Term Frequency-Inverse Document Frequency (TF-IDF)
Term Frequency-Inverse Document Frequency (TF-IDF): TF-IDF is a widely used technique in Natural Language Processing (NLP) for text representation and vecto...
Term Frequency-Inverse Document Frequency (TF-IDF): TF-IDF is a widely used technique in Natural Language Processing (NLP) for text representation and vecto...
Term Frequency-Inverse Document Frequency (TF-IDF):
TF-IDF is a widely used technique in Natural Language Processing (NLP) for text representation and vectorization. It helps identify keywords and phrases that are highly relevant to a specific topic or document, enabling machine learning models to better understand and classify the content.
How TF-IDF works:
Term Frequency: Count the number of occurrences of each term in the document.

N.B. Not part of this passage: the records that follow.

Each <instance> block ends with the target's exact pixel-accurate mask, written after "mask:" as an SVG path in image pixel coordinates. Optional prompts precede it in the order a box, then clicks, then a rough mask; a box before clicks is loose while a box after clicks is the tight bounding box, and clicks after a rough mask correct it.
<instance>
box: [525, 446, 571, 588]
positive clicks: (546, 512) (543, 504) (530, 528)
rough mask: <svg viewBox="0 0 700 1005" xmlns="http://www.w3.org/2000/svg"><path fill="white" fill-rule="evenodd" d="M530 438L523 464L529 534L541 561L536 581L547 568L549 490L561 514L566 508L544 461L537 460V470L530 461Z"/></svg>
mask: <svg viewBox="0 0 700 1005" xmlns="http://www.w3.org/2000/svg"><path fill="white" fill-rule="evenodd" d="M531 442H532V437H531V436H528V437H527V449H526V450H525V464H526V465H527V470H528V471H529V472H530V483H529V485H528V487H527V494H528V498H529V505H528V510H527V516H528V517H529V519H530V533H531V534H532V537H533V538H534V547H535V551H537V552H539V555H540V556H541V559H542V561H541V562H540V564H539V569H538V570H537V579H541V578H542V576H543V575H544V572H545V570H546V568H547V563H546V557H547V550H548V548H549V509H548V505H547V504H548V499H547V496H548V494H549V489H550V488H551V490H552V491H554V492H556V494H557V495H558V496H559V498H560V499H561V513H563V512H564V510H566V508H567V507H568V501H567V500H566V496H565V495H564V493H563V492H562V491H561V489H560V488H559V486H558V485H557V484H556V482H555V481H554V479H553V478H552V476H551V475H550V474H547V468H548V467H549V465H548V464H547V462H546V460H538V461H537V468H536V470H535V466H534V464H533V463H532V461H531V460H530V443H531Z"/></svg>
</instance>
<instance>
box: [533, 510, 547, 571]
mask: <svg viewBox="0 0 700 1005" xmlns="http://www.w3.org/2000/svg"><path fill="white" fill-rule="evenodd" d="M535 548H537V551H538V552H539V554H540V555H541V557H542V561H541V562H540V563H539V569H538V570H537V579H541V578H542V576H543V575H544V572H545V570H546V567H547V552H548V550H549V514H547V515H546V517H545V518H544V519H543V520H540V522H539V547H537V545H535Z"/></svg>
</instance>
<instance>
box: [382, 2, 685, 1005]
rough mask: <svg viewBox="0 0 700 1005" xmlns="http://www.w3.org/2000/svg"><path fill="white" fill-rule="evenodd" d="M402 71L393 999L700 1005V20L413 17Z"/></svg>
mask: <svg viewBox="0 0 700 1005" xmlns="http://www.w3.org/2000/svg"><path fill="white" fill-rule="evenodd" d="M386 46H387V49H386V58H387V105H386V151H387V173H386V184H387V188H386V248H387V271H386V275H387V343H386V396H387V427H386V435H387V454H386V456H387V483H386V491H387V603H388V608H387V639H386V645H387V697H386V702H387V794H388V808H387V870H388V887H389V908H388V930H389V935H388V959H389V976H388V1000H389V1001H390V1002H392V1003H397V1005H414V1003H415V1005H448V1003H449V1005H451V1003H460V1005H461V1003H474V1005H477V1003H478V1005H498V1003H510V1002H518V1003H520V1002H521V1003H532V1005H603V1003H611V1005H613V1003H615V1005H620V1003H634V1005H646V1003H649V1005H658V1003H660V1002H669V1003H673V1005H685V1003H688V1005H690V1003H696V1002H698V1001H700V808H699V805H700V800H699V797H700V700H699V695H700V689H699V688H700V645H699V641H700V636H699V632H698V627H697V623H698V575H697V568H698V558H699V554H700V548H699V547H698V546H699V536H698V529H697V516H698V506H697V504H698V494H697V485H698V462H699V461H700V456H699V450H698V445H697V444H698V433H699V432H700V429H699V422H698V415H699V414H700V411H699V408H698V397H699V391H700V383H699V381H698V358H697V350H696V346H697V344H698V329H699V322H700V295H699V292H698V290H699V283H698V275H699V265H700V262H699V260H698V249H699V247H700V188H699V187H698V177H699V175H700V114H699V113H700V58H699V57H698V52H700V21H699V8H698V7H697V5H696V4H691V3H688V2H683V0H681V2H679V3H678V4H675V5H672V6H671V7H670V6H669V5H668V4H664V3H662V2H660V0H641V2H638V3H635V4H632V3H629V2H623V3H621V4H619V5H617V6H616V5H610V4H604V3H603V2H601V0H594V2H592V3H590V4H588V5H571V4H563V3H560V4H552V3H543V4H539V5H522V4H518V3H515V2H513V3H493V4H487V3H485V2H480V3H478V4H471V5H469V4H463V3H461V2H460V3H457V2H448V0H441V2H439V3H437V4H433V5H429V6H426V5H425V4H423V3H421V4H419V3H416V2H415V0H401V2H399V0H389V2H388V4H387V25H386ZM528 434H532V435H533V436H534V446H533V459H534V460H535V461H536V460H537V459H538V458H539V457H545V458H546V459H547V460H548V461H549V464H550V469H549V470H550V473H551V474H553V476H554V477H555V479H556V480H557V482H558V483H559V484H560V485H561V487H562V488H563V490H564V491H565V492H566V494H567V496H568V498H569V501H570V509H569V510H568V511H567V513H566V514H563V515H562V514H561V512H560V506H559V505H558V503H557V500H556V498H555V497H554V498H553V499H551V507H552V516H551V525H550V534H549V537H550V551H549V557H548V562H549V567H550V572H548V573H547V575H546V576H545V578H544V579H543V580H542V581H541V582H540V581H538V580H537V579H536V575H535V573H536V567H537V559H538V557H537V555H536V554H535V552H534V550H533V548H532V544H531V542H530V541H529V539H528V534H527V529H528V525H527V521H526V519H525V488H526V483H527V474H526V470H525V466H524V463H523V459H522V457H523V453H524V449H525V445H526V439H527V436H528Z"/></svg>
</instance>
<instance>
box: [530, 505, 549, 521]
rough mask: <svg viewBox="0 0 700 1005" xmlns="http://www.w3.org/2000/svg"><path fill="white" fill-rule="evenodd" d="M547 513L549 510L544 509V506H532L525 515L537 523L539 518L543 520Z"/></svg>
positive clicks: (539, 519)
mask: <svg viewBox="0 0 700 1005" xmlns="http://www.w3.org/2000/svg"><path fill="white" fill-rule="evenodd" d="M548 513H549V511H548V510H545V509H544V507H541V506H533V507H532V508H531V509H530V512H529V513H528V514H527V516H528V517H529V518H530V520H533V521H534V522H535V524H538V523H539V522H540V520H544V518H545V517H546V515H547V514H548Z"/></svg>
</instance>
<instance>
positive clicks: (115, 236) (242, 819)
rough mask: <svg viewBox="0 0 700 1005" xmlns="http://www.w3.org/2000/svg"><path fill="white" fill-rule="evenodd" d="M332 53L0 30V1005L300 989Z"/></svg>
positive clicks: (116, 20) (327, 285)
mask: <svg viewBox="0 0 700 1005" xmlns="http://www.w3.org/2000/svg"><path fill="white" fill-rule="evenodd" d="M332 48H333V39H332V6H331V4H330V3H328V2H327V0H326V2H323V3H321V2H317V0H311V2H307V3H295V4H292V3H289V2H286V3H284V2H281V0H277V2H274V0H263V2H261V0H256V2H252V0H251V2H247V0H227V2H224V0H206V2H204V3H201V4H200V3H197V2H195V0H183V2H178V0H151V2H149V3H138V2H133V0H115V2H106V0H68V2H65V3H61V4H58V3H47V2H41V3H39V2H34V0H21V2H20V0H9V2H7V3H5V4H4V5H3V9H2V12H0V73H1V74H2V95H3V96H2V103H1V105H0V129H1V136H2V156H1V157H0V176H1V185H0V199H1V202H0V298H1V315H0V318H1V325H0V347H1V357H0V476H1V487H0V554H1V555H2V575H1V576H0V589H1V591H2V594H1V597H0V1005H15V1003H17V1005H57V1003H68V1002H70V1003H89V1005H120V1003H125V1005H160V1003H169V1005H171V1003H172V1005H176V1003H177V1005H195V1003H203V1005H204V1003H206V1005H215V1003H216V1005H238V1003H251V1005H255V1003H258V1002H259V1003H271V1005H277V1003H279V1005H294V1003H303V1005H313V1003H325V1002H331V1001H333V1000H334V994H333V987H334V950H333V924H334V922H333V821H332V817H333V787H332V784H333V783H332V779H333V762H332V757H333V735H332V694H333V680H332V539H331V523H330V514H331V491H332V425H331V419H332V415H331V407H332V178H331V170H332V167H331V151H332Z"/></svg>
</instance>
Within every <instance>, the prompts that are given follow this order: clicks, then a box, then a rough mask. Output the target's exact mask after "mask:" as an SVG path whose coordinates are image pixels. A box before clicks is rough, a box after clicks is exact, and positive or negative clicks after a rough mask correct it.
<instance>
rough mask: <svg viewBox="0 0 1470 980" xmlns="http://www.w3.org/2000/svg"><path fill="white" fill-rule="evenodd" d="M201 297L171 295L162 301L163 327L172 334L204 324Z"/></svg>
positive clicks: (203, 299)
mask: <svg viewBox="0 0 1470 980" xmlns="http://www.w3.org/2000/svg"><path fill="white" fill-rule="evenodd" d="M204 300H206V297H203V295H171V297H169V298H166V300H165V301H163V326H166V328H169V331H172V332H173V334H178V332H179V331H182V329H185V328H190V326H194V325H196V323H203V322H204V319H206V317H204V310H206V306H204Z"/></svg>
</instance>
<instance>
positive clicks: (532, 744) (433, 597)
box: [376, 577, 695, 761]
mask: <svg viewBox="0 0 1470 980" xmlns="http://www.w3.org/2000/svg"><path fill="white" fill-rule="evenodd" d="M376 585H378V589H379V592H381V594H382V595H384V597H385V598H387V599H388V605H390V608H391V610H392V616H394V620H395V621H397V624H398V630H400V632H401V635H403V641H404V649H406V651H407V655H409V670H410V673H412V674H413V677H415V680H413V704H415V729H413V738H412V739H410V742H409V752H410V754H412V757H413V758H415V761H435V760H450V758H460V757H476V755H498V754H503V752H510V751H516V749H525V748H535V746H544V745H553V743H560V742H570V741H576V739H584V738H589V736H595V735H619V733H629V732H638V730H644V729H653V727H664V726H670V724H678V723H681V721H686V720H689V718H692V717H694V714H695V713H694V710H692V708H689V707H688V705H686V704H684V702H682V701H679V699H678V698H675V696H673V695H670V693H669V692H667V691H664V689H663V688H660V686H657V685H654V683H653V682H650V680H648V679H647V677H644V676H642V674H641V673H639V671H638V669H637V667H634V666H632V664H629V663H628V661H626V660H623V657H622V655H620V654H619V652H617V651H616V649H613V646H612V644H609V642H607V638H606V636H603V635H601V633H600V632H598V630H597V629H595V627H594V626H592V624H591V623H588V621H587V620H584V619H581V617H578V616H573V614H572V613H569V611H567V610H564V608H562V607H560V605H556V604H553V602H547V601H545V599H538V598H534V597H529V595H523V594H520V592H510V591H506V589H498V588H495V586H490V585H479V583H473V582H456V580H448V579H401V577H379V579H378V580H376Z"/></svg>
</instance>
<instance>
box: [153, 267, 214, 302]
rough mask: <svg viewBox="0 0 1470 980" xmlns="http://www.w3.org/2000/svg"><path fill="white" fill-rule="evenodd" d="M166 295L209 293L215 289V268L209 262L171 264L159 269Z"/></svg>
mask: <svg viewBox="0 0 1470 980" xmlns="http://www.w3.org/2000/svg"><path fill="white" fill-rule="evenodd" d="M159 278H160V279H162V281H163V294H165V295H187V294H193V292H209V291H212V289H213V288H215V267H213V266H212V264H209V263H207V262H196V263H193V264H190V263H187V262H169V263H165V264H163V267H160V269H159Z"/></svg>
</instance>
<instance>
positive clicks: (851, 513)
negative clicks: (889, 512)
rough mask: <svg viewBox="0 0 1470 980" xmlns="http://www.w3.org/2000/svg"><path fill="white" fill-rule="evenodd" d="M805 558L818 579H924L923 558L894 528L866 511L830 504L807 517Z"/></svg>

Inverse Document Frequency: Determine the relative importance of each term by comparing its frequency to the frequencies of other terms in the entire corpus. Documents with higher frequency terms receive lower scores, while rare terms receive higher scores.
TF-IDF Value: Multiply the term frequency by the inverse document frequency to assign higher weights to terms that appear frequently in important documents.
Benefits of using TF-IDF:
Captures both term and document-level information: TF-IDF considers both the frequency of individual terms and the relative importance of those terms within the context of the entire corpus.
Encodes both vocabulary and semantics: By analyzing the TF-IDF values, we can identify both the most common words and those that carry specific semantic meaning.
Improves machine learning models: By incorporating TF-IDF values, we can train machine learning models to better understand the content and make more accurate predictions.
Example:
Consider a document with the following text:
The quick brown fox jumped over the lazy dog.
Term Frequency:
| Term | Frequency |
|---|---|
| quick | 3 |
| brown | 2 |
| fox | 5 |
| lazy | 4 |
| dog | 3 |
Inverse Document Frequency:
| Term | Inverse Document Frequency |
|---|---|
| quick | 0.2 |
| brown | 0.1 |
| fox | 0.05 |
| lazy | 0.1 |
| dog | 0.2 |
TF-IDF Value:
| Term | TF-IDF Value |
|---|---|
| quick | 0.4 |
| brown | 0.6 |
| fox | 1.0 |
| lazy | 0.2 |
| dog | 0.4 |
TF-IDF assigns higher weights to terms like "quick" and "brown" because they appear frequently in important documents. The document's TF-IDF values indicate that these terms are highly relevant to the topic of "animal fables."